Genuine prostatitis may occur in only 5% of men who receive this diagnosis. Patients will present with urinary symptoms and discomfort. In acute cases, fever may occur. The urinalysis is usually abnormal and cultures are positive. I always recommend a localization culture, involving prostate massage, to prove an infectious cause, whenever there is doubt about the diagnosis and the practitioner is tempted in any way to prescribe antibiotics. Why do I feel this way? Because genuine prostatitis requires a longer course of antibiotics, and one of the preferred medications has a black box warning (meaning "may cause serious adverse effects"). In other words, if one feels compelled to commit a patient to 4-6 weeks of any antibiotics, one better be certain about what they are treating!

The other 95% of men with symptoms of prostatitis have Chronic Pelvic Pain Syndrome, or what we call today, Urological Chronic Pelvic Pain Syndrome (UCPPS). Men may experience discomfort or sharp pain in the groin, testicles, penis and/or the perineum (the space between the anus and the scrotum). Pain may be associated with bowel movements, urination and/or sexual activity. About 50% of patients with this condition complain of urinary problems as well as sexual dysfunction.

Urinary complaints include difficulty starting a urinary stream, urinary frequency and urgency and pain or burning when voiding. UCPPS can affect sexual functioning in the following ways: decreased arousal, painful erections, painful ejaculation or dysorgasmia, pain or soreness of the pelvic are after sex.

But please note, a syndrome is a constellation of symptoms affecting an individual and does not represent a final diagnosis. UCPPS is an umbrella designation for a myriad of diagnoses which may be urological, neurological, muscular, colorectal, psychological or a combination of any of these.

Our clinic is dedicated to finding the root cause(s) for the symptoms so that the therapeutic strategies \and prescriptions can be individualized. It is not enough to say, "You have Prostatitis," or, "You have Pelvic Pain Syndrome". In fact it is inappropriate.

In order to effectively treat the condition, we formulate the diagnosis by conducting a thorough interview and by performing a meticulous comprehensive clinical exam. In this manner, we not only avoid unnecessary invasive procedures and testing, we also avoid one size fits all therapies which are expensive and of no benefit.

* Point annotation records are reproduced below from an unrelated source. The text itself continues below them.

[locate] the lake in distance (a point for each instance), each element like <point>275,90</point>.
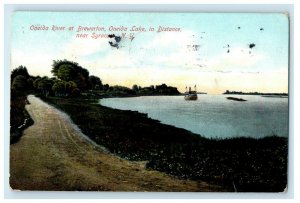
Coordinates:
<point>213,116</point>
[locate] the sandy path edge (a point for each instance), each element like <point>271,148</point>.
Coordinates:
<point>53,154</point>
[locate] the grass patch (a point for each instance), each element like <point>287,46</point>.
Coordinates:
<point>244,164</point>
<point>19,117</point>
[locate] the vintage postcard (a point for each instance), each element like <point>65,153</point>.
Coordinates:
<point>129,101</point>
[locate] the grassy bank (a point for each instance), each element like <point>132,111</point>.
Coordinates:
<point>19,117</point>
<point>241,164</point>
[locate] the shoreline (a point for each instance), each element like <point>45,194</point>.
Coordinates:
<point>134,136</point>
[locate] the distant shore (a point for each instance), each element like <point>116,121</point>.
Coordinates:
<point>251,164</point>
<point>257,93</point>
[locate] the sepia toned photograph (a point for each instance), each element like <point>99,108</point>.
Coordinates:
<point>149,101</point>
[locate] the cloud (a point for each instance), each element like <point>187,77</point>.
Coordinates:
<point>237,59</point>
<point>81,47</point>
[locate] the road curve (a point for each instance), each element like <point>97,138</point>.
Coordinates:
<point>54,155</point>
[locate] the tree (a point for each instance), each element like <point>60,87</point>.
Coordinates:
<point>95,82</point>
<point>71,71</point>
<point>21,70</point>
<point>43,85</point>
<point>19,83</point>
<point>59,88</point>
<point>135,88</point>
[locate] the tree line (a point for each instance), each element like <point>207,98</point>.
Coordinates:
<point>71,80</point>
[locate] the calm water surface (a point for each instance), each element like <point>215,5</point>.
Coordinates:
<point>213,116</point>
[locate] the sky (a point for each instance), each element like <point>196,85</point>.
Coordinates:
<point>214,51</point>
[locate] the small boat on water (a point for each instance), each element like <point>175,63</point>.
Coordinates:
<point>190,95</point>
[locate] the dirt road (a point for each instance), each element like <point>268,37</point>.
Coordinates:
<point>54,155</point>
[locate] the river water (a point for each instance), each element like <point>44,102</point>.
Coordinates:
<point>213,116</point>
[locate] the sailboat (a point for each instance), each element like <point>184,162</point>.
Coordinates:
<point>190,95</point>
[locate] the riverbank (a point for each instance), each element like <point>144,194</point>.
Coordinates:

  • Does the patient have an undiagnosed urological condition?
  • Is it a primary colorectal issue?
  • Is it anatomical or is it a functional problem?
  • Are the symptoms arising from abnormalities of the back, torso, legs or feet?
  • Are there predisposing factors due to occupation or recreational activities?
  • Is it caused by an orthopedic issue? The spine or by the peripheral nerves?
  • What role are the muscles and connective tissue playing in causing or perpetuating symptoms?
  • And what about sleep? Stress? Family dynamics?

Men suffering from UCPPS require more than a prostate examination.They require a diagnosis and tailor-made treatment. 

Over 20 years ago, Dr. Potts developed her signature mind-body approach to more thoroughly evaluate men with UCPPS. She also has extensive experience in obtaining and interpreting microbiological tests such as localization cultures of the prostate fluid and testing for atypical organisms such as Ureaplasma and Mycoplasma.